Porque lo que hay al fondo de todo esto, lo que terminó de condenar Pilgrim al olvido, es la sempiterna convicción de que los jugadores nacen, no se hacen. Ese, y no otro, es el gran fracaso de la reseña que lo mata: no crea (buenas) jugadoras, sino que decide qué es lo que define esa palabra, qué es lo que deberían buscar cuando se acercan a la pantalla, en vez de dar las herramientas necesarias para que cada una lo decida por sí misma; ser un cortafuegos en vez de un detonante. Pilgrim era un viaje introspectivo que terminaba en un abrazo, y algo me dice que hoy, en pleno 2020, aún habría discusiones ontológicas en torno a su condición de videojuego. Antes de que acabe la serie, Cameron construye un último prototipo, otro juego tridimensional en el que unos robots con memoria se acordarían de los jugadores; «un mundo inmersivo y completo». De lo que estoy seguro es de que sí que nos pondríamos a discutir sobre qué significan estos dos calificativos.
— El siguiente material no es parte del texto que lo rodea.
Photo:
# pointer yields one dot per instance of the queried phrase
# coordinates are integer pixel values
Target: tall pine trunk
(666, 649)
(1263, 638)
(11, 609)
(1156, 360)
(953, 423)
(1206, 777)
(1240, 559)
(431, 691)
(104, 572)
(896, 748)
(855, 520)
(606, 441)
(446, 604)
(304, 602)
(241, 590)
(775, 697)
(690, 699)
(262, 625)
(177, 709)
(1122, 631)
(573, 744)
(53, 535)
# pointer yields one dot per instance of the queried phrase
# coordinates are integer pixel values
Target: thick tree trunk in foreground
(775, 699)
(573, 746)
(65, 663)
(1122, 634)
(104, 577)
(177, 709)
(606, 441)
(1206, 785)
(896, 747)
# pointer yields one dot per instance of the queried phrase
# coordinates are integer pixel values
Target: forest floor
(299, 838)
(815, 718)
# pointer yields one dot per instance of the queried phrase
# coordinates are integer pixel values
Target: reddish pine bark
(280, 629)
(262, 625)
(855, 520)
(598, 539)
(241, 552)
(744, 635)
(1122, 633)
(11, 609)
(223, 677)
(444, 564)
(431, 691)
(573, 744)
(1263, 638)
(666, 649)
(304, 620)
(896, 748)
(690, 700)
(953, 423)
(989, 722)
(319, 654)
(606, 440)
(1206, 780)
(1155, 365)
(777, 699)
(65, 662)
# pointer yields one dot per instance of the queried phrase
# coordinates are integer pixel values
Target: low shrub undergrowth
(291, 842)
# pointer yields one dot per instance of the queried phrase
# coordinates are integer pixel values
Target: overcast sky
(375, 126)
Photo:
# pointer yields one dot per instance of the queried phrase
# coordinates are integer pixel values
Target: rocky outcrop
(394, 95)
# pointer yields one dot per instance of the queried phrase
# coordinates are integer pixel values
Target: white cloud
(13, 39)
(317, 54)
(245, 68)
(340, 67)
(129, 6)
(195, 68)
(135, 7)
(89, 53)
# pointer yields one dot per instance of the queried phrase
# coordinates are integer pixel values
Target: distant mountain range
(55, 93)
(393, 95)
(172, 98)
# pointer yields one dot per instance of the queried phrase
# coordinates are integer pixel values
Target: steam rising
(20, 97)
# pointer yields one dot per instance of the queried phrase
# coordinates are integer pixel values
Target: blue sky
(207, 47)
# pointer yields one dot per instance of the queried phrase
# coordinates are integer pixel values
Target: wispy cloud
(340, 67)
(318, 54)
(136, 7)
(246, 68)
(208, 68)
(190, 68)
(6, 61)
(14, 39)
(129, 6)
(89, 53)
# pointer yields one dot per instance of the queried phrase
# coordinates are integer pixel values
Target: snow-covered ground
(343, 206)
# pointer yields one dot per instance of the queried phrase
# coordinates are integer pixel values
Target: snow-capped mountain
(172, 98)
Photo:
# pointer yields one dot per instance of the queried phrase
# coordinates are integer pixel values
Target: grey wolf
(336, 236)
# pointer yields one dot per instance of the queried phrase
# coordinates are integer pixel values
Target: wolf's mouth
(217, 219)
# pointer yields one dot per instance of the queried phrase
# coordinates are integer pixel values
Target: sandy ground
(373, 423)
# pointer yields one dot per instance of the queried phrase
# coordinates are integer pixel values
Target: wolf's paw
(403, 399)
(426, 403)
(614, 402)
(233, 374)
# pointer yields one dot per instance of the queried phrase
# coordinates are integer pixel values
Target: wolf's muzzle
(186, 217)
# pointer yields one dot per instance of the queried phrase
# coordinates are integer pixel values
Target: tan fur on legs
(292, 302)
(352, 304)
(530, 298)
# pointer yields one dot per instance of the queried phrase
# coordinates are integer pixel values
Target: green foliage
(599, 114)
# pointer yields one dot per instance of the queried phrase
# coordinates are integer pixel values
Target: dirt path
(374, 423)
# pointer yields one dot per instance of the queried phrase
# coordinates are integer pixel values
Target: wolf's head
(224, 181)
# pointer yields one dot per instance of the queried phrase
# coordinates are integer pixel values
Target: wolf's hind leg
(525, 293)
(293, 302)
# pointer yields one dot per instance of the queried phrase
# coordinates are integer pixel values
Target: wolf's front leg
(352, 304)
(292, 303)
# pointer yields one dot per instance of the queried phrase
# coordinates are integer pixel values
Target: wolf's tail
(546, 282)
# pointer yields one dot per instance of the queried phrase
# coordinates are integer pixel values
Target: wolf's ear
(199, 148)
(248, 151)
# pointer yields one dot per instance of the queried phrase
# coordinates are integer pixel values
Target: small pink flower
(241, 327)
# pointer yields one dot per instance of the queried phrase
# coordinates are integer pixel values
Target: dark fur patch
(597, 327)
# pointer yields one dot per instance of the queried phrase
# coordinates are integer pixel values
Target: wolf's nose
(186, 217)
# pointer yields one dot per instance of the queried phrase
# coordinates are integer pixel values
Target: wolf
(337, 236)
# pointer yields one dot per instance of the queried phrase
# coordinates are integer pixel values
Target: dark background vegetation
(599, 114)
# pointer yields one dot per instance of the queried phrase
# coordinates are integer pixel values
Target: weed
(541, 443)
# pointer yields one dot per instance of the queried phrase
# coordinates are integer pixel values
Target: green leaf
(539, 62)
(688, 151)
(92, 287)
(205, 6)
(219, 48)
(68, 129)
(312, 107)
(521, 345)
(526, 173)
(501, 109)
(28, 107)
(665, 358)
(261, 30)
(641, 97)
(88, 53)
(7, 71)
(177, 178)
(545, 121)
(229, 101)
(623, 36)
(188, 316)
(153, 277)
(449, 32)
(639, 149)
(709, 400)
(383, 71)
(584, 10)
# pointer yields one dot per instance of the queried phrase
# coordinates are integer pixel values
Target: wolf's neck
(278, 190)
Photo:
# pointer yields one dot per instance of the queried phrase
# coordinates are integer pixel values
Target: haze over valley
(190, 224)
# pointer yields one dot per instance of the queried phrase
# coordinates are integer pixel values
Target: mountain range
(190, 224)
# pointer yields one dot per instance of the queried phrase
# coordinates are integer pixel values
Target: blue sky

Hace un par de semanas que se me acumulan los textos pendientes. Voy jugando a lo que entra en mi radar, hago notas, y justo en el momento de empezar a escribir siento un cierto bloqueo. Podría entrar a cada uno por diferentes ángulos: voy apuntando puertas de entrada y me digo a mí mismo que todo es cuestión de elegir una y tirar para adelante. Pero sé que no se trata de eso, que escribir no debería no es tanto abrir puertas como abrir el espectro hasta que cada jugadora sea capaz de abrir las suyas propias. Halt and Catch Fire es una serie sobre el nacimiento de la tech industry que (y esto no lo descubro yo) no va de eso, sino de un momento de nuestra historia en que aparecían nuevas formas de ser, de estar conectadas. Y como a (muchas) veces escribir no es sino encontrar a alguien que haya dicho mejor que tú lo que intentas decir, cierro robándole una frase a Joe MacMillan. La dice en el primer capítulo, casi como una apuesta, un reto o un acto de fe, y cuatro años después aterriza con absoluta rotundidad, cuando por fin consigue encontrar un horizonte dorado más allá de la tormenta y las espadas clavadas en el suelo. «Los juegos no son la cosa, sino la cosa que nos lleva a la cosa». Lo del dedo y la luna de Miguel Sicart. Gasolina, duchas calientes y caramelos.